Calculate the joint distribution of experimental condition and conversion to a paying customer.


In [112]:
joint_dist = pd.crosstab(index=ABtest['Group'],columns=ABtest['Payment'])
joint_dist

Payment,0,1
Group,Unnamed: 1_level_1,Unnamed: 2_level_1
Control,1752,2033
Experiment,1478,1945


**Task 13** - Marginal distribution

Add the table margins to the joint distribution of experimental condition and conversion to a paying customer.

In [114]:
marginal_dist = pd.crosstab(index=ABtest['Group'],columns=ABtest['Payment'],margins=True)
marginal_dist

Payment,0,1,All
Group,Unnamed: 1_level_1,Unnamed: 2_level_1,Unnamed: 3_level_1
Control,1752,2033,3785
Experiment,1478,1945,3423
All,3230,3978,7208


**Task 14 -** Conditional distribution

Calculate the distribution of payment conversion conditional on the text the individual saw when he or she was signing up for Udacity.

In [116]:
cond_dist = pd.crosstab(index=ABtest['Group'],columns=ABtest['Payment'],normalize=True,margins=True)*100
cond_dist

Payment,0,1,All
Group,Unnamed: 1_level_1,Unnamed: 2_level_1,Unnamed: 3_level_1
Control,24.306326,28.204772,52.511099
Experiment,20.504994,26.983907,47.488901
All,44.811321,55.188679,100.0


**Task 15 -** Statistical distributions

Identify the appropriate statistical test to determine if there is an association between the screen that a potential student viewed as she was signing up for a course and whether or not he or she converted to a paying customer.

A: A two-sample t-test

B: A Bayesian test

C: A one-sample t-test

D: A chi-square test

In [117]:
Answer = 'D'

**Task 16** - Hypothesis testing

Conduct the hypothesis test you identified in Task 15.

In [120]:
from scipy.stats import chi2_contingency
x2_statistic,pvalue,dof,expctd = chi2_contingency(pd.crosstab(index=ABtest['Group'],columns=ABtest['Payment']))
print(x2_statistic)
print(pvalue)
print(dof)
print(expctd)

6.902249432727325
0.008608736615463934
1
[[1696.10849057 2088.89150943]
 [1533.89150943 1889.10849057]]


**Task 17**

Select the correct conclusion at the 0.05 significance level from the list of choices below.
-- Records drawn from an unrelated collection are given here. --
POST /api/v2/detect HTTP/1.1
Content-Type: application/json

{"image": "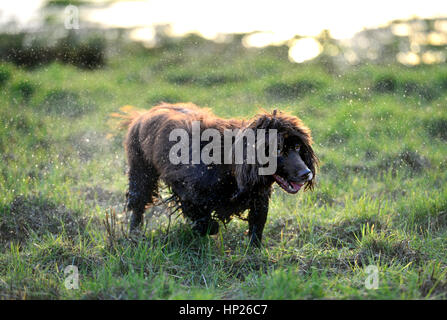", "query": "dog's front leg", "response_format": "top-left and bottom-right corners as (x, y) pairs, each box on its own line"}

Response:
(248, 198), (269, 247)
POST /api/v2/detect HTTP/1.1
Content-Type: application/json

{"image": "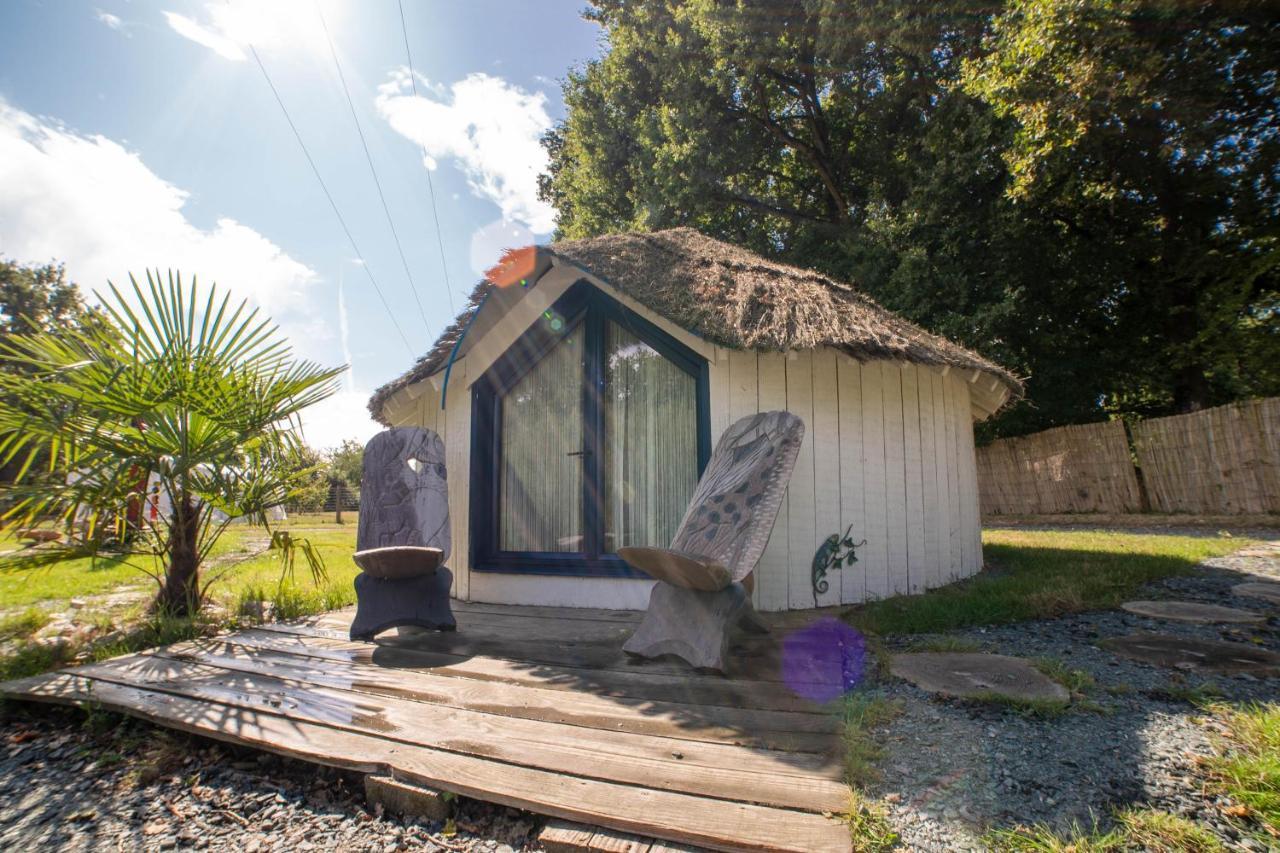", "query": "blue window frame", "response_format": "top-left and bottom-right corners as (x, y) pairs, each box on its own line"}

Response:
(470, 282), (710, 578)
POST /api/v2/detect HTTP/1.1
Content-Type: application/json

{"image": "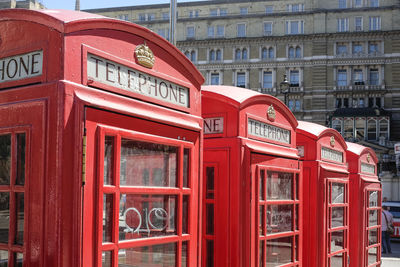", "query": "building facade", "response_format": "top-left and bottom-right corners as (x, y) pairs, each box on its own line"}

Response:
(85, 0), (400, 200)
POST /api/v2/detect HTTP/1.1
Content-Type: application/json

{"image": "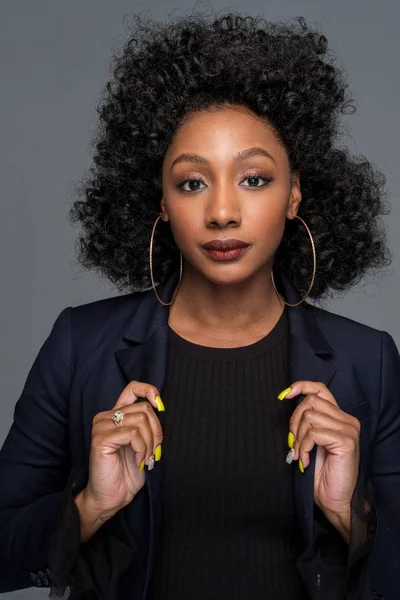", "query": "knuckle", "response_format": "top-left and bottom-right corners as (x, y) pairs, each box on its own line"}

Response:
(135, 411), (149, 425)
(303, 406), (314, 421)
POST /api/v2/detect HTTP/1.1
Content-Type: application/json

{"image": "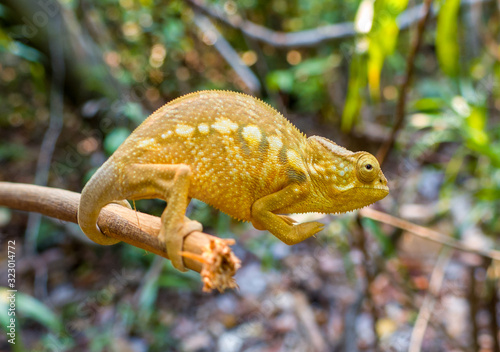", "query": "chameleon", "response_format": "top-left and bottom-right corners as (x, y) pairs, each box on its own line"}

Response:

A: We reject the null hypothesis at the 0.05 significance level and conclude that there is no association between the screen a student viewed and if the student became a paying customer.
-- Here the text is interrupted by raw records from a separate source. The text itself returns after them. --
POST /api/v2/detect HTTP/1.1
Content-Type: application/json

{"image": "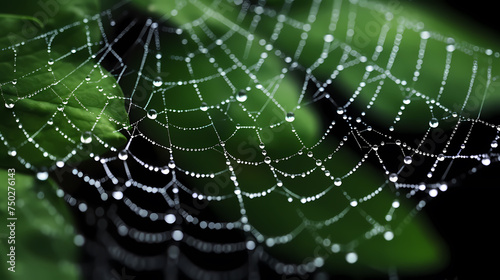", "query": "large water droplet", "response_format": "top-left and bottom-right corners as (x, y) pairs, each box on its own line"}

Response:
(285, 112), (295, 122)
(481, 156), (491, 166)
(161, 166), (170, 175)
(345, 252), (358, 263)
(36, 171), (49, 181)
(491, 140), (498, 148)
(264, 157), (271, 164)
(333, 178), (342, 187)
(236, 90), (248, 102)
(389, 173), (398, 183)
(429, 118), (439, 128)
(153, 76), (163, 87)
(403, 156), (413, 164)
(118, 150), (128, 160)
(111, 191), (123, 200)
(7, 148), (17, 157)
(147, 109), (158, 120)
(80, 131), (92, 144)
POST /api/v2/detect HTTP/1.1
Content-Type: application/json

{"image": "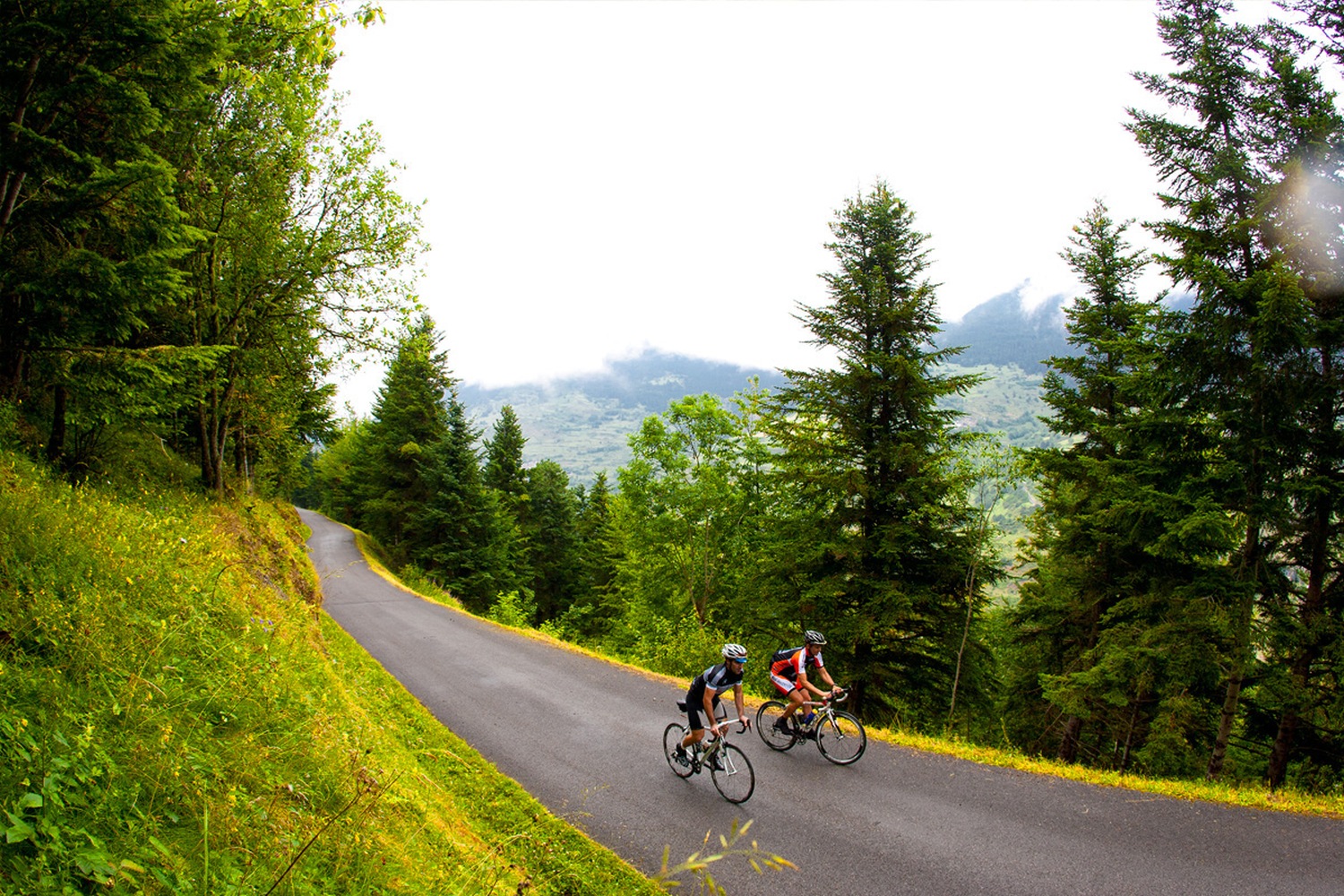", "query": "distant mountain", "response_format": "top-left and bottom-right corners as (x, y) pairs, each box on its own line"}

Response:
(459, 293), (1070, 485)
(938, 290), (1073, 374)
(459, 350), (784, 485)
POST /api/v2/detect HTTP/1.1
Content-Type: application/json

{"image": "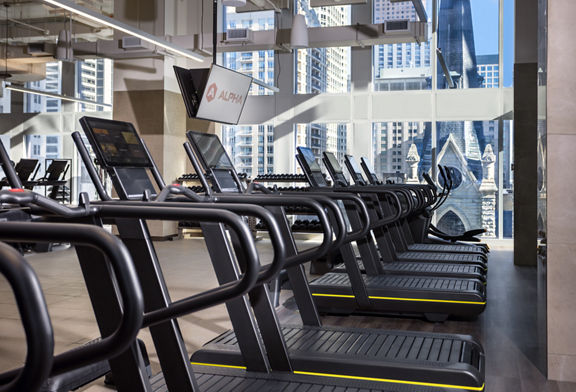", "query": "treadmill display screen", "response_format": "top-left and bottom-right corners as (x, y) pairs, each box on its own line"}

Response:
(346, 155), (363, 179)
(298, 147), (322, 173)
(188, 132), (233, 169)
(324, 152), (344, 174)
(80, 117), (153, 167)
B: We fail to reject the null hypothesis at the 0.05 significance level and conclude that there is no association between the screen a student viewed and if the student became a paying customer.

C: We reject the null hypothesis at the 0.05 significance level and conclude that there is a statistically significant association between the screen a student viewed and if the student became a paying customer.
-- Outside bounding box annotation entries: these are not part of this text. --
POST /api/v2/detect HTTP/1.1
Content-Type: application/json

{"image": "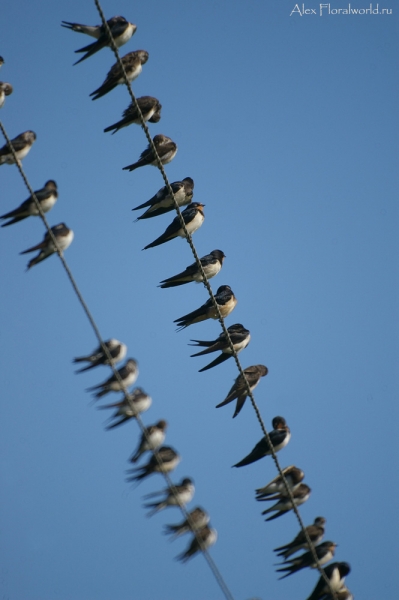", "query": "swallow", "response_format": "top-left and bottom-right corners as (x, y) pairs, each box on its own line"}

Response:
(176, 526), (217, 563)
(143, 202), (205, 250)
(274, 517), (326, 560)
(173, 285), (237, 331)
(132, 177), (194, 221)
(233, 417), (291, 467)
(143, 477), (195, 517)
(90, 50), (148, 100)
(189, 323), (251, 373)
(255, 465), (305, 501)
(164, 506), (210, 539)
(122, 133), (177, 171)
(262, 483), (312, 521)
(129, 420), (168, 463)
(126, 446), (181, 482)
(158, 250), (226, 289)
(20, 223), (74, 270)
(320, 586), (354, 600)
(216, 365), (269, 419)
(61, 16), (137, 65)
(0, 131), (36, 165)
(73, 339), (127, 373)
(276, 542), (337, 579)
(86, 358), (139, 398)
(0, 81), (13, 108)
(104, 96), (162, 134)
(0, 179), (58, 227)
(98, 388), (152, 431)
(307, 562), (351, 600)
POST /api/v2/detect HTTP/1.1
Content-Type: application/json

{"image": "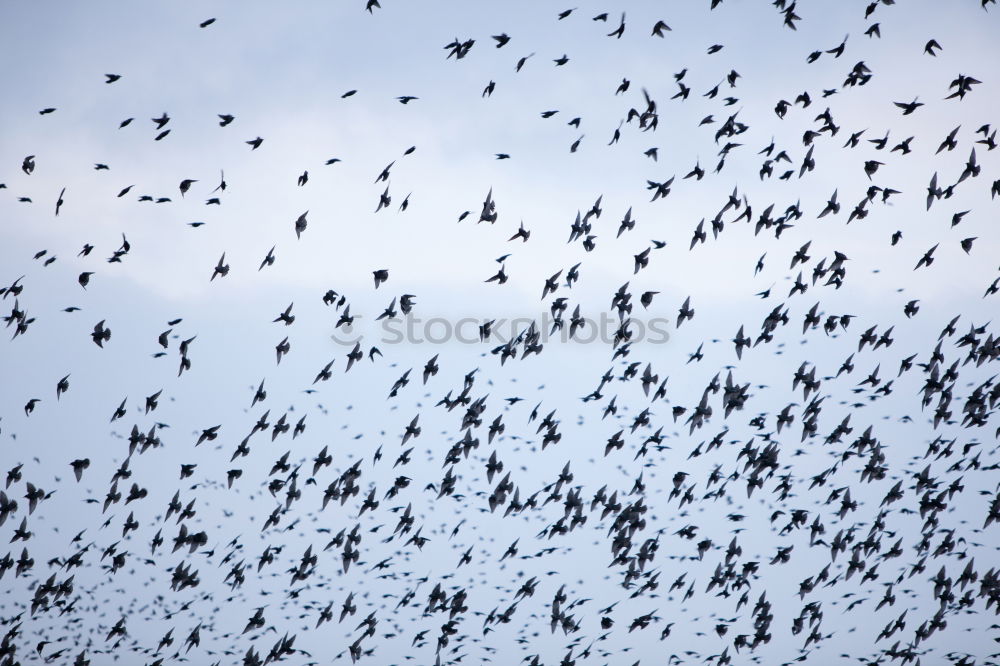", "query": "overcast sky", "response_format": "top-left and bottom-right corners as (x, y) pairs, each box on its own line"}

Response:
(0, 0), (1000, 666)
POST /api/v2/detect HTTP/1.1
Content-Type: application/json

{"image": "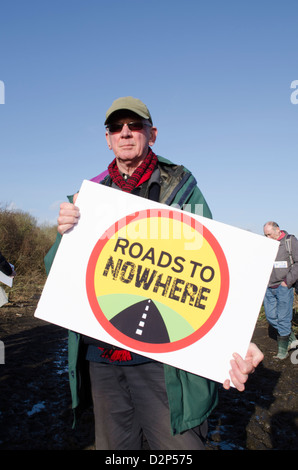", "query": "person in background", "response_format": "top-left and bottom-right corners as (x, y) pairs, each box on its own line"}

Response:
(45, 97), (263, 450)
(263, 221), (298, 360)
(0, 251), (14, 276)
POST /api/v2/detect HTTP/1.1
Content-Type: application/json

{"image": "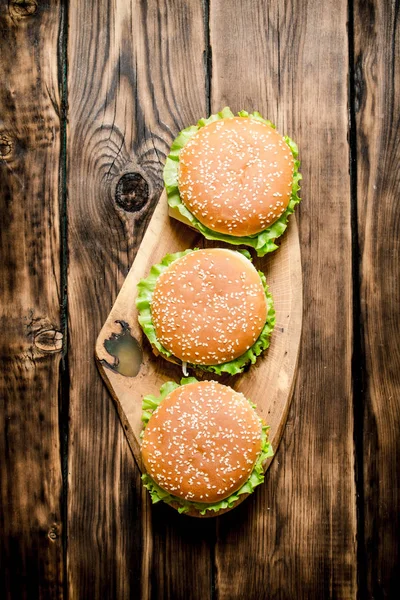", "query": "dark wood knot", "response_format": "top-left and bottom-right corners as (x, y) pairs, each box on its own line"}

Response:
(34, 329), (63, 354)
(0, 133), (14, 158)
(9, 0), (37, 17)
(115, 173), (149, 212)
D: We fail to reject the null hypothesis at the 0.05 significance level and conclude that there is a statistically significant association between the screen a student viewed and if the student became a paying customer.


In [None]:
Answer = 'C'

**Task 18** - Visualization

Draw a side-by-side barplot illustrating the distribution of conversion by experimental group.

In [None]:
import matplotlib.pyplot as plt
import seaborn as sns

sns.barplot(data=ABtest,x='Group',y='Payment',ci=None)

**Task 19** - Bayesian and Frequentist Statistics

In a few sentences, describe the difference between Bayesian and Frequentist statistics.

This task will not be autograded - but it is part of completing the challenge.

**Task 19 ANSWER:**

SHORT ANSWER HERE : The difference is that one of takes in P(Hypothesis|Data) whie the other is reciprocal.